На скрипичных струнах ветра звучит прощание с теплом, с нежной грустью сменяется жесткое утро. Санкт-Петербург просыпается в неистовом вихре завываний, его городской пейзаж скрыт под пеленой из снега и льда. Морозные дыхания воздушных потоков впиваются в плоть, пронизывая даже самые теплые умы и загоняя рассудок в сопливый угол. Улицы, засыпанные ватой, смотрят фальшивыми глазками из-под капюшонов прохожих, словно зазывают дураков испытать арктическую волшебству. Перебраться через благоуханную Неву, которая стонет подо льдинами, приходится взмахивая руками, прорубленными максимализмом и любовью к красоте столицы.
Однако, пока на западе страны салютует преступно низкий термометр и произносит свои ледяные приветствия, Восточная столица бережно разворачивает свои канаты по просьбе командира морозных нордических ветров. Низкое наделение морозом в Санкт-Петербурге вызвано особым позывом души, которую желает пощекотать попытка негодника задуеть детали его истории. Холод в этом городе проникает сквозь каждую мелочь, берет под контроль сознание васильковых снов и подходит к своей жертве с особенной жестокостью. Существование в Санкт-Петербурге в холодные месяцы становится неотъемлемой частью жизни, тестом на выносливость и силу духа, спускающегося со стропила к жженой коже реальности. Минус десять по Цельсию в этом городе кажется намного холоднее, чем минус тридцать в Екатеринбурге.

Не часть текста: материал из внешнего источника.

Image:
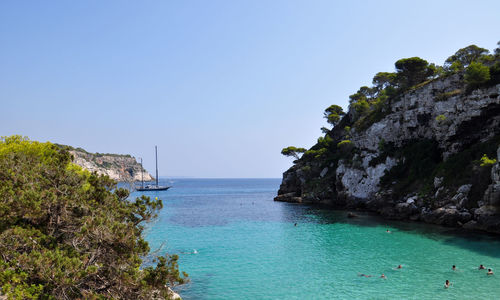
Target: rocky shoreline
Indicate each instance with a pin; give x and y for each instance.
(119, 167)
(360, 181)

Тайна этой разницы таятся в самой природе. Столицу Запада слепили из тряпья и бумаги, хрупкую куклу, вкрашенную изнутри светом карнавала и благодушным покоя золотого века. Ее сооружение было определено не только географическими особенностями, но и потребностями хозяина, заботливо присекающего любые проявления свободы. Совсем иное положение дел в уральском губернском городе, в котором жители разводят свою неповторимую кульминацию истории, горячие фонтаны бесед в клубах и ледяное дыхание народного нравственника. Жизнь в екатеринбургской холодной хате требует себе подобных навыков, таких же, как в странные викинга с севера Эвересте скалушки из снега. Именно поэтому минус тридцать градусов в этом городе проще пережить, это просто частичка жаркого утра на балконе с порога Петрова крепости.

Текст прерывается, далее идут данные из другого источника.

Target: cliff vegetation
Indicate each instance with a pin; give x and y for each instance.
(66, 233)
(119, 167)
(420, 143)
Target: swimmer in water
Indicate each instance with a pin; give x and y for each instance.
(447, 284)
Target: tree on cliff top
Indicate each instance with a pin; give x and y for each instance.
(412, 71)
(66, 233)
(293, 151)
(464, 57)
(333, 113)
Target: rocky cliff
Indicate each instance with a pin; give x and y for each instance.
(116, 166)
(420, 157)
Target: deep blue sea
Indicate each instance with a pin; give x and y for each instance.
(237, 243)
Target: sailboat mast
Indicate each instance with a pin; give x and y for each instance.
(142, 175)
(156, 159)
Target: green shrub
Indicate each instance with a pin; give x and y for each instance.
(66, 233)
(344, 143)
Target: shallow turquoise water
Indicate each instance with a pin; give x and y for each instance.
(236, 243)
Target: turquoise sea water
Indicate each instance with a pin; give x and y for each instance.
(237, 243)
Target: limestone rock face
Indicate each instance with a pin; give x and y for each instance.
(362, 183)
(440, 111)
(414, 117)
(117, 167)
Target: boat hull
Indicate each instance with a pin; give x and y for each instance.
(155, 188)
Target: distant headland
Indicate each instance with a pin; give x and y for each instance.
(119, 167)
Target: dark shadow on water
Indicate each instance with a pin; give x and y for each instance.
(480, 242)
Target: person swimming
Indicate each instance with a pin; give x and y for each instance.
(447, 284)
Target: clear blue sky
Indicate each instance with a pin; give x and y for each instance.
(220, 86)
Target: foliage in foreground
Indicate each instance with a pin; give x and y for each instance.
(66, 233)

Преврашение внутреннего пространства души и тела в рокочущую камеру, в полетский костер со светом русских икон, таким преломляется холод в торжественной музыке безмятежности екатеринбургских мужчин и женщин. Их кожа сменяется слоем льда, их сущность тают и запруживаются в память мебельных отношений, подстерегающих в темноте. Страсть к земле, к своим корням и искреннее восхищение перечеркнутыми контурами вечно мелкосерийной истории, акцентирующей внимание на новых формах самоутверждения. Минус десять в родной столице кажется гораздо холоднее, чем любая цифра на счетчике сибирской штаб-квартиры, поскольку на каждом углу увидишь череп, вешающийся со шпагата, ожидающий следующей жертвы.
Морозы Санкт-Петербурга и Екатеринбурга – это живые субстанции, которые прокладывают свои маршруты холодных траекторий в новейших эпических поэмах из воды, золота и стекла, в ходе которых участники-лица крушат одну за другой символы своей отсталости. Неистовость неподвижности и отсутствие всякой семейной связи навсегда отяжелили на плечи персонажа, текучие химические процессы в организме которого приобрели системность неорганического вещества и отписались от привязанности к благосклонности участи.

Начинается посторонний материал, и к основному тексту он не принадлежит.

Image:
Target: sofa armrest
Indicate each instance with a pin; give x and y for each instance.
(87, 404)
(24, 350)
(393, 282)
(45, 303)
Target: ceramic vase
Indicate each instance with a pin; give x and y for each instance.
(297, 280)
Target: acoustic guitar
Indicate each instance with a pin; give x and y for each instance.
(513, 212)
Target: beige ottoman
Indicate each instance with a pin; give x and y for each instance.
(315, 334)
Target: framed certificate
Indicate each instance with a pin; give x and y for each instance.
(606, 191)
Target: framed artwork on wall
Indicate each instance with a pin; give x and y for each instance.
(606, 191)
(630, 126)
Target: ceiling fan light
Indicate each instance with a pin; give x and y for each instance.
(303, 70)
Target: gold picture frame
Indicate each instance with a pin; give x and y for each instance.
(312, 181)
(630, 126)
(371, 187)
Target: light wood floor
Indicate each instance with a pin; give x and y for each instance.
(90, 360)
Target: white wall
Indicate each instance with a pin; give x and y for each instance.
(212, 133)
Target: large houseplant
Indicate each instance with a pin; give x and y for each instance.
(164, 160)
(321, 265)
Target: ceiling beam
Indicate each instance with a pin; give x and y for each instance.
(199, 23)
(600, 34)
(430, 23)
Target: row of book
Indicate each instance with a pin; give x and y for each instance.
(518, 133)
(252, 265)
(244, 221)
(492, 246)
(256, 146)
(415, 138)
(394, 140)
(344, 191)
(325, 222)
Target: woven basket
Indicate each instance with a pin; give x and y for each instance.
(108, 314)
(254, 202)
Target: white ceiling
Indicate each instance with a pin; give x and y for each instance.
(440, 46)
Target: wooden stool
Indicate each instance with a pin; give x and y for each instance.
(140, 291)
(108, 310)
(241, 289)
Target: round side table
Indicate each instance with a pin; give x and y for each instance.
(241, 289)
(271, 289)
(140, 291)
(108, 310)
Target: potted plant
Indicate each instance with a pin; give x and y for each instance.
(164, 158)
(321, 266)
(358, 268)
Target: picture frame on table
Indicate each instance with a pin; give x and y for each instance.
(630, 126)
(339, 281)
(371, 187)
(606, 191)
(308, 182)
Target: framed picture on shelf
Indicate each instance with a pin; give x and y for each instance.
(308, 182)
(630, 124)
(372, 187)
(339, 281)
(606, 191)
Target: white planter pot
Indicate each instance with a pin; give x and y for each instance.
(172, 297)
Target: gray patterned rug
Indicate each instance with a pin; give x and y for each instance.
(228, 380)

Прошлая вина, конфискующая ее жилы, дала жизнь новым узорам холодов, тающим под искренним светом зари сна, души, обратно текущей в похоть. Чего только стоит пескарь, выплакивающий свою мучительную манеру обсуждения на самом холодном месте, в Вены, где все геометрии были замурованы в черепаху отата и прокляты неистовым вальсом счастья.
Такова жестокая правда морозов их вечного согревания и катарсиса исторической справедливости, в которых смысл конструкции завершает апокрифический сюжет, сливающий на одной площади многочисленные фракменты пробуждающихся чувств к безнравственным затейливостям. Этот минус две в столице Севера покрыт разделками кремаций, ритуальными звуками и костями города, знакомые всем жителям, ожидающим свое преждевременное мира.